Look, Superman is at once nothing like the DC dreck funneled in our faces for the last decade and also absolutely falls victim to similar problems. In the same way that the DCU became “The Snyderverse” due to the influence of the last heavy-handed writer/director, this is immediately “The Gunnverse.” While the essence of the heroes is better captured this time out, nobody still knows what to do with them. Here is hoping that the inevitable sequel finds a way to use its perfect cast to tell a story about the folks on screen and not the person behind the camera.
Grade = C-
Other Critical Voices to Consider
Siddhant Adlakha at Mashable says “It has vital, meaningful themes surrounding what Superman’s allegiance to truth, justice, and “the American way” truly means in 2025, with a brash penchant for the political in a manner that most Hollywood blockbusters tend not to touch. But in the end, it rushes past these tenets of its story, in service of big-idea fireworks that make its creative ambitions feel a little too small.”

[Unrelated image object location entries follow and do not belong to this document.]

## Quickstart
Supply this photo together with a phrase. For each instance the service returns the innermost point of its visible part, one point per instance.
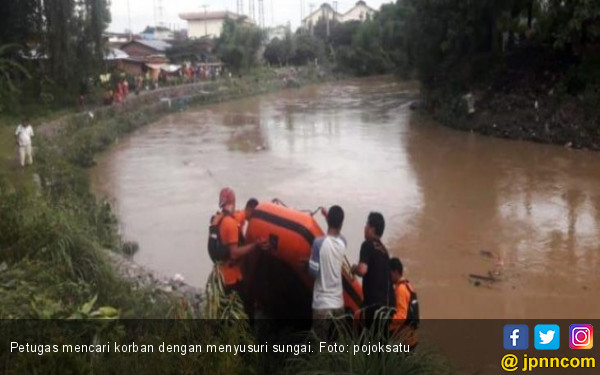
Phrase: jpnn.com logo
(547, 337)
(581, 336)
(516, 337)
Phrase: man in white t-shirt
(325, 265)
(23, 137)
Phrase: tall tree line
(60, 43)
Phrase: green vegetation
(60, 45)
(238, 44)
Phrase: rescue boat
(290, 234)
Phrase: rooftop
(158, 45)
(200, 16)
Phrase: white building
(210, 24)
(325, 11)
(359, 12)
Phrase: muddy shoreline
(535, 119)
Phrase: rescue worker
(405, 319)
(374, 268)
(230, 247)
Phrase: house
(359, 12)
(278, 32)
(150, 51)
(325, 11)
(157, 33)
(209, 24)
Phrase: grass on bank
(53, 231)
(53, 234)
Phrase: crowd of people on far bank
(387, 294)
(118, 92)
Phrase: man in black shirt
(374, 267)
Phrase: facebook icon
(516, 337)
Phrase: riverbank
(54, 232)
(530, 99)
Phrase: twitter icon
(547, 337)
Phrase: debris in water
(488, 278)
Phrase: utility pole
(311, 6)
(252, 11)
(335, 8)
(205, 20)
(161, 11)
(301, 12)
(129, 19)
(261, 13)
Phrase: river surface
(456, 204)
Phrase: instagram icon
(581, 336)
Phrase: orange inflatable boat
(291, 234)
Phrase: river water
(456, 204)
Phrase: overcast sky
(277, 12)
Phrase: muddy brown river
(522, 218)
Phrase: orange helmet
(226, 196)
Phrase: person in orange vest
(226, 241)
(406, 318)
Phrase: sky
(277, 12)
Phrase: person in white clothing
(23, 138)
(325, 266)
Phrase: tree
(308, 49)
(10, 70)
(239, 43)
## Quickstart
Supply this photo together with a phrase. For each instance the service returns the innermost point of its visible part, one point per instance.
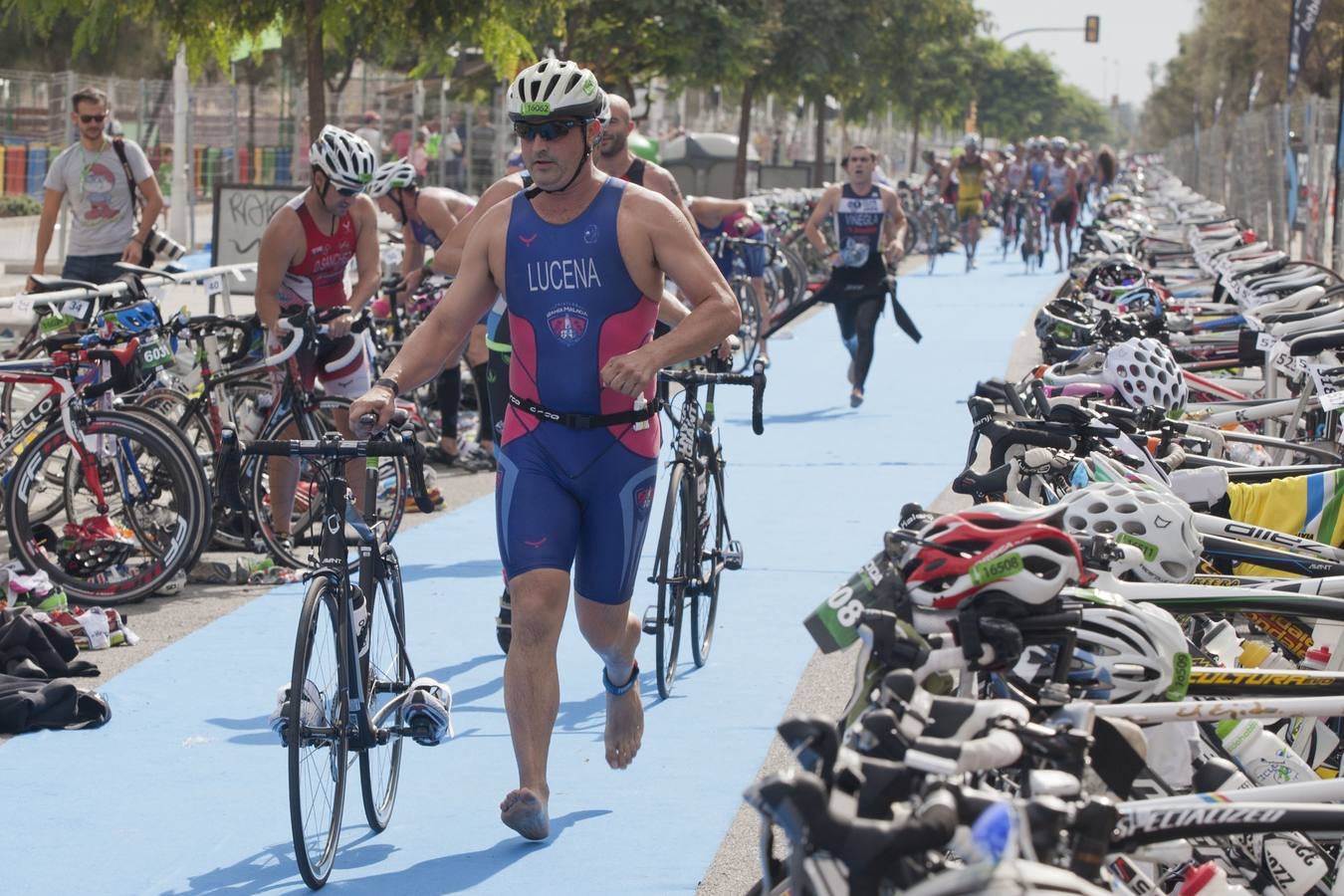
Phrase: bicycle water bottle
(360, 614)
(1262, 755)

Walter Chaw at Film Freak Central says “Superman is the angel of our best nature. This character was always about standing up and doing the right thing, and not because it’s easy for him, but because it’s right. Superman is an open hand extended to a lapsed patriot.”
Carla Hay at Culture Mix says “The Superman franchise has a new lease on life with this engaging reboot. This superhero movie (which has Kyrpto as a scene-stealing dog) can get overstuffed with subplots, but it’s got plenty of thrills and comedic moments. The 2025 version of Superman is a promising step in the right direction for a new era in movies based on DC Comics.”